Formulation of Monodisperse Contrast Agents in Microfluidic Systems for Ultrasonic Imaging
Background: Ultrasound imaging may be used to produce a 2D image of the body's internal structures. However, since blood is much less (1000x less) echogenic than tissue, small vessels, blood pool volume and blood flow all are difficult, if not impossible, to image using traditional ultrasound techniques. Researchers discovered, however, that by introducing micro-bubbles (USCAs) into the circulation many of the limitations surrounding blood imaging could be overcome. Of the recent developments in ultrasound imaging, undoubtedly one of the most promising is the use of targeted contrast agents. Ligands to biologically active molecules are incorporated into the shells of the USCAs, causing them to adhere to and accumulate at the tissue expressing the complementary proteins, allowing researchers to visualize sites of for example, inflammation, angiogenesis, and apoptosis. Conventional methods used to produce microbubble suspensions rely on simple agitation (e.g., shaking and sonication) to entrain a portion of the bulk gas phase into the bulk aqueous phase. The random nature of this homogenization process generally result in a highly polydisperse distribution. Thus a large portion of the contrast agent population is effectively wasted, reducing the sensitivity of the imaging system. Technology: Researchers at the University of CA have developed a method that takes advantage of the resonance characteristics of USCAs to measure in vivo concentrations of analytes using ultrasound. By designing USCAs whose physical characteristics change as a function of the local micro-environment we can measure changes in the frequency and intensity of resonance and thereby determine the concentration of the analyte. The method involves a microfluidic flow-focusing system for producing monodisperse microbubble contrast agents in the appropriate size range desired for ultrasonic imaging. Application: Our experience with lipid vesicles in microfluidic devices and other control parameters will also allow us to custom design microbubbles for future targeted imaging and therapeutic applications.

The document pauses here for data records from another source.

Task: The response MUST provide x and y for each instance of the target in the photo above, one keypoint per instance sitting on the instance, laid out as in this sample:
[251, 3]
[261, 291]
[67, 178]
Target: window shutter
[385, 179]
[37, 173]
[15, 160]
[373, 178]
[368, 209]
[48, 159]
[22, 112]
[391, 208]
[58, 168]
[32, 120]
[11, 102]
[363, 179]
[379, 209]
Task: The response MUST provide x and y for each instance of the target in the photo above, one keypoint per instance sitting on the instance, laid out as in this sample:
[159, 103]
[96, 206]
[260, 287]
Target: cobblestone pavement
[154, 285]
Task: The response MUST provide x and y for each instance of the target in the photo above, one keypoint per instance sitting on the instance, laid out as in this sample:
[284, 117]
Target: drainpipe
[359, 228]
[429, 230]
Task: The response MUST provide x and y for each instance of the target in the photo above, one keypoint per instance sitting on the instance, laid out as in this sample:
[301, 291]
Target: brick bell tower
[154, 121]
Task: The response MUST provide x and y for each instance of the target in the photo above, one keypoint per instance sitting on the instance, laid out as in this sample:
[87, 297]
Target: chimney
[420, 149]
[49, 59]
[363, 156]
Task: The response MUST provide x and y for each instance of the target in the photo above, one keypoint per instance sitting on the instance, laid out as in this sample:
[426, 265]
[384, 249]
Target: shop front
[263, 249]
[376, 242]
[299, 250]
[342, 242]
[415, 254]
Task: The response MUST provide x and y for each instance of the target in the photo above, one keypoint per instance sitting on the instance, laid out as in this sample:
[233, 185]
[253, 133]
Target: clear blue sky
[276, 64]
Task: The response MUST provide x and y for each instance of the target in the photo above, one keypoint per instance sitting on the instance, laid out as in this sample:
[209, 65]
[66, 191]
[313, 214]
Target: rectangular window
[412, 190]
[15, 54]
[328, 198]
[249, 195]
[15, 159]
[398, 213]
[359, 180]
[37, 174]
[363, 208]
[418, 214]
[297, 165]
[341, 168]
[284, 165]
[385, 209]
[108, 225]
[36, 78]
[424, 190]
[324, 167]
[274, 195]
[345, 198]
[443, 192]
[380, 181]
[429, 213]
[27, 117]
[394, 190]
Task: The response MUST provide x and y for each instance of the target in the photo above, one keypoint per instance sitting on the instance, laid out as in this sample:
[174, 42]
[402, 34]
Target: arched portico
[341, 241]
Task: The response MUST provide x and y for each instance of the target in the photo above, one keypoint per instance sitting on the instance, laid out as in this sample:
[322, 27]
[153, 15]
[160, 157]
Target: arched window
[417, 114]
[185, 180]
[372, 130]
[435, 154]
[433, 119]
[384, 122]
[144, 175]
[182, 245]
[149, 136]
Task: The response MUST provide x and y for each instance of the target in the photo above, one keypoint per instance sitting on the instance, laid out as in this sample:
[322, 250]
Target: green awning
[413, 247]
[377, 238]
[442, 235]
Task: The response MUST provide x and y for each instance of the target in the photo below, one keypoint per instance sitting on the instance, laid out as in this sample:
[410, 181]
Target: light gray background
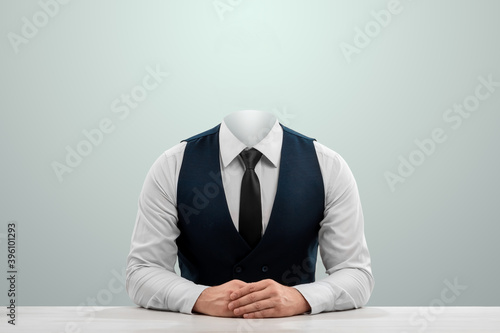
[441, 224]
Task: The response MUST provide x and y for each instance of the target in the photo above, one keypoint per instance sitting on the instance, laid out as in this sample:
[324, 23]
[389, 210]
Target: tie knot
[250, 157]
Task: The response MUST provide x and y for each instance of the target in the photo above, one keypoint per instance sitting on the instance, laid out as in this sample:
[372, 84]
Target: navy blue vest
[211, 250]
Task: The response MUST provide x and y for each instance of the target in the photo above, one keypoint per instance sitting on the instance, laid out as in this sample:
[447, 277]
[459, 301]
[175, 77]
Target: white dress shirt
[151, 280]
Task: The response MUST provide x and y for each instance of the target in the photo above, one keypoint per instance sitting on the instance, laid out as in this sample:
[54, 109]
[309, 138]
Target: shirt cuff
[184, 296]
[319, 295]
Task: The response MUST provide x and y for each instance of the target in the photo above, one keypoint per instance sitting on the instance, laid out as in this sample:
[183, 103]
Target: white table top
[371, 319]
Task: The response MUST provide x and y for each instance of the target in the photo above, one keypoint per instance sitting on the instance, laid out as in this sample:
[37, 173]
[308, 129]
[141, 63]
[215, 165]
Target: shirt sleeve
[151, 281]
[342, 242]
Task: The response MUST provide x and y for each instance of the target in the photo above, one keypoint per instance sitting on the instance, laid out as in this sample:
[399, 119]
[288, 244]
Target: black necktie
[250, 220]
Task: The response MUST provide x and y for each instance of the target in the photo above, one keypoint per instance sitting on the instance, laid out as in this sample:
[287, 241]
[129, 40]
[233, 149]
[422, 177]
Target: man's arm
[342, 242]
[151, 280]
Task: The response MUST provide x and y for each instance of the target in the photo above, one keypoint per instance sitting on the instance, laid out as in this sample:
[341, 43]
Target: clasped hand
[265, 298]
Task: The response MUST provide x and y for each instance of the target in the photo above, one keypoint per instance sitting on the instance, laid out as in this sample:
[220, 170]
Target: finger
[267, 313]
[249, 288]
[254, 307]
[249, 299]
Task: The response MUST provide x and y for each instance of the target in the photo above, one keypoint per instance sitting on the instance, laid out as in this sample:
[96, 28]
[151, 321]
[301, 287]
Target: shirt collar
[269, 146]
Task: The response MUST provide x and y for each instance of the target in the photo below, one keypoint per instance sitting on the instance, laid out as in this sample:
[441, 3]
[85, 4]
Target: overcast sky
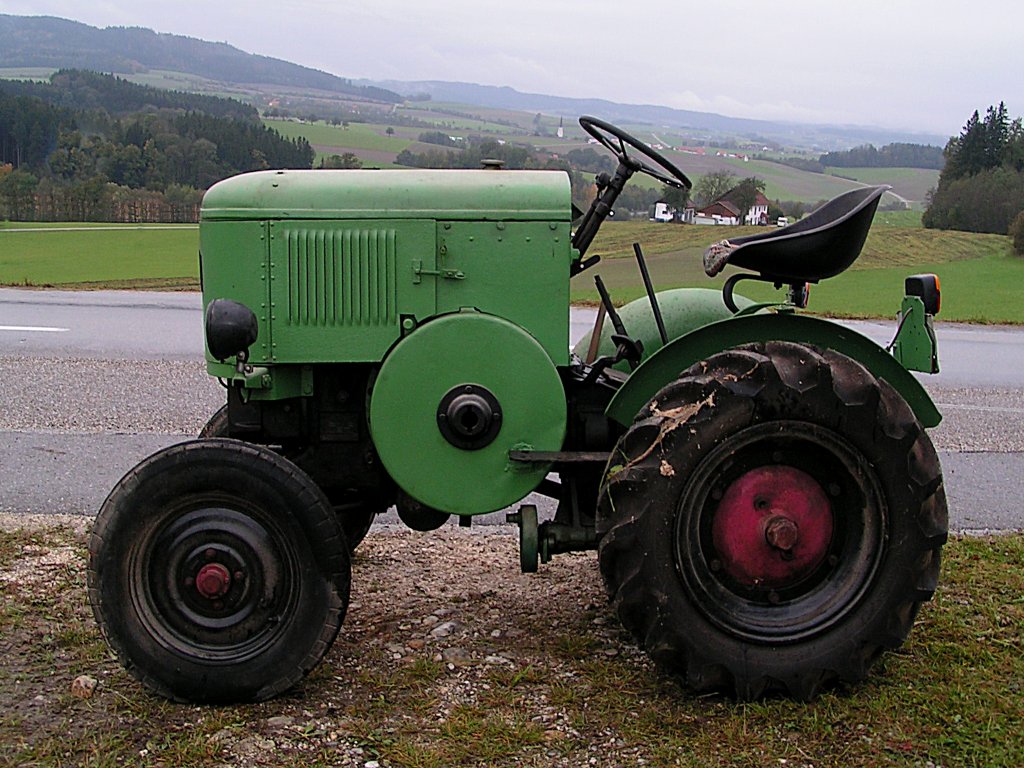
[912, 65]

For example, the tagged USCAs would be injected into the bloodstream. Binding reactions with their complementary analytes would be determined by the level of that analyte in the bloodstream. These binding events would affect the mass, rigidity, and diameter of the USCA shell, thereby altering the resonance frequency of the shell. This shift in resonance frequency could be measured with standard ultrasound equipment.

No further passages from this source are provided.